В то же время у некоторых группировок есть персональные ботнеты, при помощи которых они проводят атаки под заказ. Например, такие услуги оказывает KillNet. Phoenix тоже развивает это направление. Некоторые группировки, скажем так, делятся друг с другом мощностям или объединяют их ради общей цели.
Вместе они образуют атаку невероятной мощности, защититься от которой на данный момент, как мне кажется, никто не сможет.
– Phoenix использует арендованные мощности для своих атак?
– Нет – у нас свои ботнеты. И методики у нас тоже «авторские». Наш пул ботов уверенно приближается по силе к уровню Mirai (один из самых известных и крупных ботнетов в мире, который, по некоторым данным, включает в себя 900 тыс. устройств. – «Газета.Ru»).
Вообще, я думаю, скоро мы переплюнем Mirai. Сейчас мы думаем над тем, как объединить несколько наших ботнетов. Если удастся, то мы будем управлять сетью из миллионов зараженных устройств.
– Можете как-нибудь в цифрах обозначить номинальную мощность российских ботнетов? Сколько в них устройств? Какую скорость они развивают?
– Все достаточно индивидуально. У всех свои ботнеты с разными методами атак и разным количеством зараженных устройств. Это могут быть как тысячи, так и миллионы ботов. То же самое касается и мощности атаки.
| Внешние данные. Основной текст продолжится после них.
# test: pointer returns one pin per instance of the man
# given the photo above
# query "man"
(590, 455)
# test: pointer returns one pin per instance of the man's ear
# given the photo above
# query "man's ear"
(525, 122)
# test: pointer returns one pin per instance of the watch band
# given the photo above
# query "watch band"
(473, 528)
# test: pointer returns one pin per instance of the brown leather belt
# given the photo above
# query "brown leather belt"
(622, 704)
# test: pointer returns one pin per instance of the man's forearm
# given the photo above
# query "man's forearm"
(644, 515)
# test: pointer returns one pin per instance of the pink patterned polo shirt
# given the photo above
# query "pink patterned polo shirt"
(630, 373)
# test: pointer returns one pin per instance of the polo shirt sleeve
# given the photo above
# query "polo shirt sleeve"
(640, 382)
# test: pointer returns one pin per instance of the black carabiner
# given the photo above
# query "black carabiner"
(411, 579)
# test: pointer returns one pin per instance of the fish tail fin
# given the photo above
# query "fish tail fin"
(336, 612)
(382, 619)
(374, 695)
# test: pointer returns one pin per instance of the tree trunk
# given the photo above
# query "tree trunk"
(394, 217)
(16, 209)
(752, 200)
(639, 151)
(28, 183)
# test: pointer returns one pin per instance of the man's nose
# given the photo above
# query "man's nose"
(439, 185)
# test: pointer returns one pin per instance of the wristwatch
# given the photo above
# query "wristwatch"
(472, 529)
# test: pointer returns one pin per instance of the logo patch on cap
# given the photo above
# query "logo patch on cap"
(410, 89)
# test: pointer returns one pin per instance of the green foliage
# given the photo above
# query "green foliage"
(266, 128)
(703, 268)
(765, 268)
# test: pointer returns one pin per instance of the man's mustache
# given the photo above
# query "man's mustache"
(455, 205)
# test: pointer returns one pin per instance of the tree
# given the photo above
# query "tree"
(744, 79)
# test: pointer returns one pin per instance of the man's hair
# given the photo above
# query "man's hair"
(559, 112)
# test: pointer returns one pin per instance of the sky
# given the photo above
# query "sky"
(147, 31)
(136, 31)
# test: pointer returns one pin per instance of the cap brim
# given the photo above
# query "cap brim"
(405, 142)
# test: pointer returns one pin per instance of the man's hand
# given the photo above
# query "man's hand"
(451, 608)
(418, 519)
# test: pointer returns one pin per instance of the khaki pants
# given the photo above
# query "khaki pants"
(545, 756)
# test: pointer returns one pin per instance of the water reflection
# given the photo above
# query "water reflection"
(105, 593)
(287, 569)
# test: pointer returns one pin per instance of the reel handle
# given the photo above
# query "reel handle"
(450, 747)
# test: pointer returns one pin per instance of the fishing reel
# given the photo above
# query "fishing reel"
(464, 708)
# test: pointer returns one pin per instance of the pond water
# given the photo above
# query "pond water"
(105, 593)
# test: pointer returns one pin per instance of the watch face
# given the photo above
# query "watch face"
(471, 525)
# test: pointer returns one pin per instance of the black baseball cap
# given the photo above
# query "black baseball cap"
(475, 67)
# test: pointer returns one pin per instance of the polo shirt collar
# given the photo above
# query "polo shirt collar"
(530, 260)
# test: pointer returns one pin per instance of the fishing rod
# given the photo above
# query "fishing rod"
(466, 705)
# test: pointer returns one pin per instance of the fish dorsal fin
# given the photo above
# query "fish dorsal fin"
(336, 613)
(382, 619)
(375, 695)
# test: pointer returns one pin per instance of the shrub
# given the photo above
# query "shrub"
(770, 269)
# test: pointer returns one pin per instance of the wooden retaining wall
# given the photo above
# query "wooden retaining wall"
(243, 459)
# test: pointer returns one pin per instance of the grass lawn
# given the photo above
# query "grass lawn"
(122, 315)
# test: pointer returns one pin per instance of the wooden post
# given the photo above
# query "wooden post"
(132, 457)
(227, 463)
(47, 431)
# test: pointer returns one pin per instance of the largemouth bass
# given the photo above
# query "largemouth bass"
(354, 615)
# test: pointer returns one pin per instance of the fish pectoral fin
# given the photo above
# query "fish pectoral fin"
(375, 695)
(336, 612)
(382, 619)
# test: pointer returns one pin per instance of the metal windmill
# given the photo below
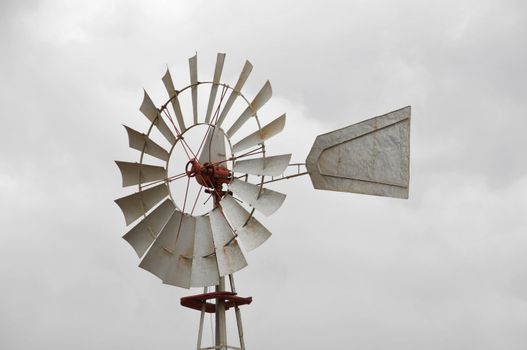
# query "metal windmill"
(222, 154)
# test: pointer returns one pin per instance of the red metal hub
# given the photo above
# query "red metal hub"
(208, 175)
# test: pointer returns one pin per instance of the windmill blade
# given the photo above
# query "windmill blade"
(139, 203)
(213, 150)
(172, 95)
(259, 136)
(193, 66)
(261, 98)
(157, 259)
(268, 166)
(180, 267)
(152, 113)
(145, 232)
(251, 232)
(265, 201)
(371, 157)
(228, 253)
(204, 265)
(246, 71)
(140, 142)
(135, 173)
(220, 59)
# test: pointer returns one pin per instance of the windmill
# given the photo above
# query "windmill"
(199, 239)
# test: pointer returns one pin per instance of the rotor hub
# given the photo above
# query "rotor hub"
(208, 175)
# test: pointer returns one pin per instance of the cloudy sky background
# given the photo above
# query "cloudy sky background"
(446, 269)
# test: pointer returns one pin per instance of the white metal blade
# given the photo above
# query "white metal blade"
(251, 232)
(180, 267)
(269, 166)
(140, 141)
(204, 265)
(145, 232)
(193, 66)
(220, 59)
(135, 173)
(139, 203)
(246, 71)
(267, 201)
(152, 113)
(158, 257)
(172, 94)
(261, 98)
(371, 157)
(230, 257)
(259, 136)
(213, 150)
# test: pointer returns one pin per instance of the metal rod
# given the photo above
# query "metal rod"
(221, 328)
(238, 315)
(201, 319)
(286, 177)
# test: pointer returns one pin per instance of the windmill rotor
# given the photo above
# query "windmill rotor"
(195, 239)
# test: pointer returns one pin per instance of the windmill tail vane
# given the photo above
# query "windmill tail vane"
(202, 183)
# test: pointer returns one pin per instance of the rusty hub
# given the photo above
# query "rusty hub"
(208, 175)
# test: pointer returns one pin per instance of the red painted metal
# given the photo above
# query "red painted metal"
(207, 174)
(231, 300)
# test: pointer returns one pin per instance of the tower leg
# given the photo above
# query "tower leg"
(201, 320)
(238, 315)
(221, 328)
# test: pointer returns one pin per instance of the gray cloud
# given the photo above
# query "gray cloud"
(445, 269)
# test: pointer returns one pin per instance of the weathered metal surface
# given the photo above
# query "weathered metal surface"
(246, 71)
(158, 257)
(180, 266)
(265, 201)
(140, 141)
(135, 173)
(197, 302)
(172, 95)
(260, 99)
(145, 232)
(204, 265)
(251, 233)
(371, 157)
(139, 203)
(230, 257)
(220, 59)
(259, 136)
(213, 150)
(193, 66)
(151, 112)
(269, 166)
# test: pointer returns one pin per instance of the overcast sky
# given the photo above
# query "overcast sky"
(446, 269)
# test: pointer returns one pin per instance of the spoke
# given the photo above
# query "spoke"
(216, 112)
(196, 201)
(167, 180)
(180, 136)
(182, 212)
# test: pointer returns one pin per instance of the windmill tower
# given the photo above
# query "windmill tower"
(201, 239)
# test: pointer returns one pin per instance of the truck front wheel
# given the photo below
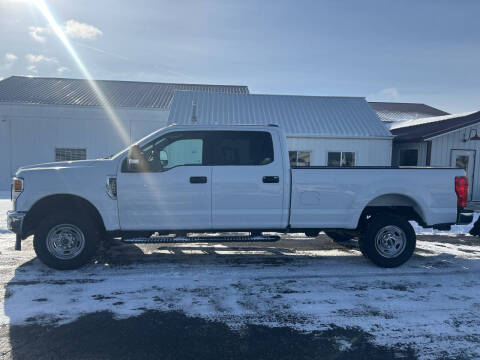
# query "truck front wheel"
(66, 241)
(388, 241)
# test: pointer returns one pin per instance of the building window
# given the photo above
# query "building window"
(409, 157)
(341, 159)
(299, 158)
(68, 154)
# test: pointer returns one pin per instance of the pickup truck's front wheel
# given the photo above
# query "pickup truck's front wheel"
(66, 241)
(388, 241)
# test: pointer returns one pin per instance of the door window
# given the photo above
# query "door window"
(171, 150)
(461, 161)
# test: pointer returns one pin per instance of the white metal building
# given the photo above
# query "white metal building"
(450, 140)
(51, 119)
(321, 131)
(391, 112)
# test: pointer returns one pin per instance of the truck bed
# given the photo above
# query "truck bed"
(328, 197)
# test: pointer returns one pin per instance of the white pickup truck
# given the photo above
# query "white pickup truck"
(202, 179)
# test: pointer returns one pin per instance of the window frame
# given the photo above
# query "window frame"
(296, 161)
(341, 152)
(69, 149)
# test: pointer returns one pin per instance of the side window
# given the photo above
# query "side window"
(168, 151)
(182, 152)
(408, 157)
(299, 158)
(341, 159)
(241, 148)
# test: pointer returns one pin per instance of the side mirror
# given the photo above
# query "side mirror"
(163, 158)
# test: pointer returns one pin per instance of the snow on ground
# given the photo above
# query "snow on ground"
(431, 304)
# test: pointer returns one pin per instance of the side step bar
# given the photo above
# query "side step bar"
(196, 239)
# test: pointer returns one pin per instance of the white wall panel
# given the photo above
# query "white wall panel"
(37, 129)
(442, 147)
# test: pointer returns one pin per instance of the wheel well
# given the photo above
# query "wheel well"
(60, 203)
(392, 204)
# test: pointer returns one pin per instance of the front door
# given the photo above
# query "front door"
(248, 183)
(170, 188)
(465, 159)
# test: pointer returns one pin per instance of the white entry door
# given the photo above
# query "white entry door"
(465, 159)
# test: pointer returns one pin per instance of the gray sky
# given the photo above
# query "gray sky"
(407, 51)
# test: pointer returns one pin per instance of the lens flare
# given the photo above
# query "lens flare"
(57, 29)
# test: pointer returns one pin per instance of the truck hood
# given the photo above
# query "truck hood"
(101, 166)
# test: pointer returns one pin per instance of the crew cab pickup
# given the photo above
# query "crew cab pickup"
(189, 179)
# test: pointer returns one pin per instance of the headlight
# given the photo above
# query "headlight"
(17, 187)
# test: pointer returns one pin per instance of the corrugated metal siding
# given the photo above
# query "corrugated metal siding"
(297, 115)
(19, 89)
(442, 147)
(393, 112)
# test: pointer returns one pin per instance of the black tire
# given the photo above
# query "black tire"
(399, 228)
(338, 237)
(83, 223)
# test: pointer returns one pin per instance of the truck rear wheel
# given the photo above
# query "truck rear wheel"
(388, 241)
(66, 241)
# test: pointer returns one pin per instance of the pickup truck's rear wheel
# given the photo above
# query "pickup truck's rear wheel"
(388, 241)
(66, 241)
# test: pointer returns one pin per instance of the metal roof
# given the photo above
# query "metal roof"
(427, 128)
(60, 91)
(297, 115)
(392, 112)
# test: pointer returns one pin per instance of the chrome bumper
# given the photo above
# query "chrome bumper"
(15, 221)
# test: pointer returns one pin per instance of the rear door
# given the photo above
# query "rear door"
(248, 183)
(465, 159)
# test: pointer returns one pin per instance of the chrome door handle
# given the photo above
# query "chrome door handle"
(271, 179)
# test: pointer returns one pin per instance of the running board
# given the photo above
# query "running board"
(197, 239)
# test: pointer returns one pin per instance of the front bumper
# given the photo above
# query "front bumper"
(15, 221)
(464, 216)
Лично я был свидетелем атак как в 50 Гбит/с, так и в 500 Гбит/с (для сравнения: рекордная мощность, которую когда-либо достигал ботнет Mirai, равен 623 Гбит/с).
– Если завтра у KillNet или Phoenix кто-то закажет атаку на, допустим, «Госуслуги», атака состоится?
– Никогда. Как минимум потому, что владельцами крупнейших ботнетов являются русские – у них на уровне настроек стоит блок на атаки по России или СНГ. Даже если кто-то и решится на такое, он очень сильно поплатится.
Планы на будущее
– Чем ты и члены Phoenix сейчас зарабатывают? Можешь хотя бы намекнуть на то, как вы монетизируете свою деятельность?
– Секретов нет. Работа с DDoS-заказами из-за границы и взлом далеко не бедных иностранных игроков на крипторынке.
– Часто заказы из-за границы приходят?
– Бывают.
Недавно, например, были заказы из Италии и Испании. Просили «ддосить» сайты правительства. Как я понял, там какие-то политические терки – оппозиция выступает против текущей власти.
– Хактивизм и хакерство обеспечивают регулярный доход? Можешь обозначить примерную сумму ЗП хакера в Phoenix?
– Неее… Тут никакой регулярности.
Допустим, в этом месяце я могу выплатить руководящим лицам зарплату в размере пары сотен тысяч рублей, а в следующем иду на обычную работу, чтобы было чем платить по кредитам и поддерживать боеспособность группировки.
– Чем вы займетесь, когда закончится СВО?
– Продолжим работать, как и работали по странам Европы. Возможно, займемся чем-то более легальным и полезным для любимых граждан нашей великой страны.
– В правительстве планируют снять c пророссийских хакеров ответственность за киберпреступления. Что думаешь об этой инициативе?
– Нам это никак не поможет. Речь идет о полной легализации нашей работы, что автоматически вытекает в ограничение свободы действий. Мне кажется, на это никто не пойдет. К тому же пока это просто обещания.
– Если бы в России сделали официальную киберармию, куда нанимали бы IT-специалистов с наступательным опытом вроде тебя, ты бы пошел в нее?
– Если и да, то только на должность командира и на своих условиях в финансовом и правовом плане. И то при очень-очень острой необходимости.
– Как думаешь, какая часть нынешних хактивистов захотела бы стать официальными киберсолдатами РФ?
– Мы в хактивистском комьюнити часто обсуждаем эту тему, поэтому, думаю, я достаточно компетентен, чтобы сказать за всех «нет». Принять помощь от государства и сотрудничать – всегда пожалуйста. Но становиться официальной киберармией… Ничего ценнее свободы для хакера нет.